This book was provided by the publisher in exchange for an honest review.
Linnea Sinclair’s novels are best described as “sci-fi with a twist.” Her previous books aren’t straight science fiction, but include strong elements of romance and a bit of the paranormal. Her most recent work, An Accidental Goddess, combines likable characters and an interstellar romance’s unique complication.
Gillaine Davre regains consciousness and is nowhere that she expected to be. She soon discovers that she’s not even in the expected century. She and her sentient ship, Simon, have been catapulted more than 300 years into the future: one final casualty of a furious battle involving everything from technology to magic.

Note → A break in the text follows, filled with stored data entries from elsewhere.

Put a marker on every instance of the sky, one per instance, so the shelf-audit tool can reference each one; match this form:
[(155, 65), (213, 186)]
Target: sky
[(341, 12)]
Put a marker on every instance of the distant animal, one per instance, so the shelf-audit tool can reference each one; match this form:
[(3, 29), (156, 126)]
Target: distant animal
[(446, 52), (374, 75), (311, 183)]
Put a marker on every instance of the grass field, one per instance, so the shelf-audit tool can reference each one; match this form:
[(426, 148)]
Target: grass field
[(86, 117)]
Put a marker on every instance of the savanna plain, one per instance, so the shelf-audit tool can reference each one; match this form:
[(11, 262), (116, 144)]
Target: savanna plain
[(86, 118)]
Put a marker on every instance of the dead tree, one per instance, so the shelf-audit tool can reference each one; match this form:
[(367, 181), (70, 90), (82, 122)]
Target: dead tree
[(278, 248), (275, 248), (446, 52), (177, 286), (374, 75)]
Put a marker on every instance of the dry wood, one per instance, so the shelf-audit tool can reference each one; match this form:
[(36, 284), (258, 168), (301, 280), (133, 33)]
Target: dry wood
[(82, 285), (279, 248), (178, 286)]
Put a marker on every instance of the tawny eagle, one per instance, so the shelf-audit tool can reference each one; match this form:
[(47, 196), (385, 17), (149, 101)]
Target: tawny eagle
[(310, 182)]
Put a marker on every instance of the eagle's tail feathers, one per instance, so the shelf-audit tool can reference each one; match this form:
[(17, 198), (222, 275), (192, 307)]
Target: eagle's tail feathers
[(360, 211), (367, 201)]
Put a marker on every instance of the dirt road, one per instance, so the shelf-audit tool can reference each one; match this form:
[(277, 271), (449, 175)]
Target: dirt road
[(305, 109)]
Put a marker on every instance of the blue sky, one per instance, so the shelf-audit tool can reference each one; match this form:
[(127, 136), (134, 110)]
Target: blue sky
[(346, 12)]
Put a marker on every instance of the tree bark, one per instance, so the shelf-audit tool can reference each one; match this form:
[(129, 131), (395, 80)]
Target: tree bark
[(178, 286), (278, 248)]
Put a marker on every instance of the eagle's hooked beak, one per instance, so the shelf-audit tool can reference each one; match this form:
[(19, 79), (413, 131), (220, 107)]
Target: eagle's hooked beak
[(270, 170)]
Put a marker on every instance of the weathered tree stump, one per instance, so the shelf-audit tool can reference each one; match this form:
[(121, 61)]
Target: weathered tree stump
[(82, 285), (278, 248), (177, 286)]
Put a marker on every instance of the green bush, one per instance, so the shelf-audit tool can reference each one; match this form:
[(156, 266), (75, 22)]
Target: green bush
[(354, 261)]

Worse, the station that she finds herself on, Cirrus One, is deep in Khalar space. The Khalarans remember her epic battle quite well: so well, in fact, that she’s now revered as the Kiasidira, a goddess.
Aside from a fear that she might destroy a culture, Gillaine has another reasons to conceal her true identity: She rather doubts that her growing attraction to Admiral “Mack” Makarian would survive the truth.
But she may have no choice. The very enemies that she nearly gave her life to destroy have arisen again, and Cirrus One may be their first target.
Some of the novel’s romance aspects are predictable, but–fortunately–the resulting corniness doesn’t last too long. Sinclair doesn’t dwell on such sappy moments, instead weaving them into the rest of the story. The story’s emphasis on action helps, since the characters don’t have much time to make out.
Although this novel seems at first to be a mishmash of genres–sci-fi, romance and fantasy are all squashed together here–the author manages them quite well.
The magic elements are kept minimal, and can just as easily be called Gillaine’s racial abilities. I’d therefore call this predominantly science fiction laced with romance, and the primary characters have enough warmth and humor to carry the tale.
An Accidental Goddess is surprising and enjoyable, light and action-packed: sheer fun to read.